The early Christians changed their behavior radically during Lent.  For the duration of the season most strictly fasted, taking no food between sunrise and sunset.  And when they broke their fasts, they adhered to a strictly vegan diet, abstaining from all meat, eggs and dairy products.

It is fair to conclude that those early Christians would not recognize their Lenten disciplines in the way most of us tend to observe the season these days.

It is easy to see that John Wesley would be unimpressed with our seemingly trivial Lenten abstinences as well.

Wesley was, of course, a firm believer in the practice of fasting. Throughout his ministry he championed the discipline, often complaining that Christians practiced it too infrequently. “A man that never fasts,” Wesley declared, “is no more in the way to heaven than the man that never prays.”

As one of the reasons for fasting, Wesley identified something that seems particularly relevant in our culture.

“Another reason or ground of fasting is this: many of those who now fear God are deeply sensible how often they have sinned against him by the abuse of these lawful things. They know how much they have sinned by excess of food; how long they have transgressed the holy law of God, with regard to temperance, if not sobriety to; how they have indulged their sensual appetites, perhaps to the impairing of even their bodily health – certainly to the no small hurt of their soul.” (emphasis added)

This, noted Wesley, is “a perpetual reason for fasting.” Those who have chosen to fast for this reason, he said, “keep at a distance from all excess. … They often wholly refrain; always taking care to be sparing and temperate in all things.” By choosing to fast in this way, “Every wise man…will wean (his soul) more and more from all those indulgences of the inferior appetites, which naturally tend to chain it down to earth, and to pollute as well as debase it.”

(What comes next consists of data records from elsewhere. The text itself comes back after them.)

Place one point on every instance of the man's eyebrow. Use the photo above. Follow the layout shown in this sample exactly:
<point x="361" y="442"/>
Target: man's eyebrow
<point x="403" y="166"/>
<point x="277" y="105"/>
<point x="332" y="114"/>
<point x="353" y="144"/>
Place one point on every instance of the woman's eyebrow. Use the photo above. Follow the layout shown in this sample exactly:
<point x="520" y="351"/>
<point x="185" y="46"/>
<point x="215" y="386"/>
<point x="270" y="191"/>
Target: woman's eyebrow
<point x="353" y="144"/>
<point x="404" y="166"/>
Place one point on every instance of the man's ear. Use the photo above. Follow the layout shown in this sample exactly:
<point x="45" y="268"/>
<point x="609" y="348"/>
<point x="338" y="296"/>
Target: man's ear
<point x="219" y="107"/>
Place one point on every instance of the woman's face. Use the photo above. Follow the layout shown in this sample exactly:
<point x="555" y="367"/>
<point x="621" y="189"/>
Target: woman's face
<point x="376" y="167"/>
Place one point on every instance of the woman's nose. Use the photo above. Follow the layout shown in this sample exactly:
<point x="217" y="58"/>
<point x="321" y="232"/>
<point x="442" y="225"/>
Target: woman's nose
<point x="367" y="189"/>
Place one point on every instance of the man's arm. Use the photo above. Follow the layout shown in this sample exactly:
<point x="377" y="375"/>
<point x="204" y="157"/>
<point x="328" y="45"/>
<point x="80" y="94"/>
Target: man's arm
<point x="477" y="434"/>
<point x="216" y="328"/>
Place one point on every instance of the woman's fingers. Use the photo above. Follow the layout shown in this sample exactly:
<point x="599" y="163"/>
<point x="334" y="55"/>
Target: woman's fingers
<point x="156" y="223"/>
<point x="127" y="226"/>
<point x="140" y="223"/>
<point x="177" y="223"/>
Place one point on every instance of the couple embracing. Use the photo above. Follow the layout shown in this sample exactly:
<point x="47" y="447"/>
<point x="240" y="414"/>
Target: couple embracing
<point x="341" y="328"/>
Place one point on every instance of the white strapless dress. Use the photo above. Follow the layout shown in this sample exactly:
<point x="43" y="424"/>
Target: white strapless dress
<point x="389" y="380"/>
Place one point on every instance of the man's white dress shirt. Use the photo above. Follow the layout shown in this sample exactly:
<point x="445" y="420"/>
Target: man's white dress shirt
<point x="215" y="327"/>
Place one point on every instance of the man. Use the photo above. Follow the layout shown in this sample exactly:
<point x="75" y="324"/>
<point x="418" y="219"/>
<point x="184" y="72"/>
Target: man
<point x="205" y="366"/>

Rather than merely taking a temporary respite from some minor personal pleasure, perhaps we should see this Lenten season as an opportunity to commence a “perpetual fast” from “inferior appetites,” such as food that we know to be destructive of our health. At a minimum, might we not be able to identify one or two things that we know to be harmful to our health, and in the spirit of the solemnity of Lent begin the process of removing them from our lives altogether?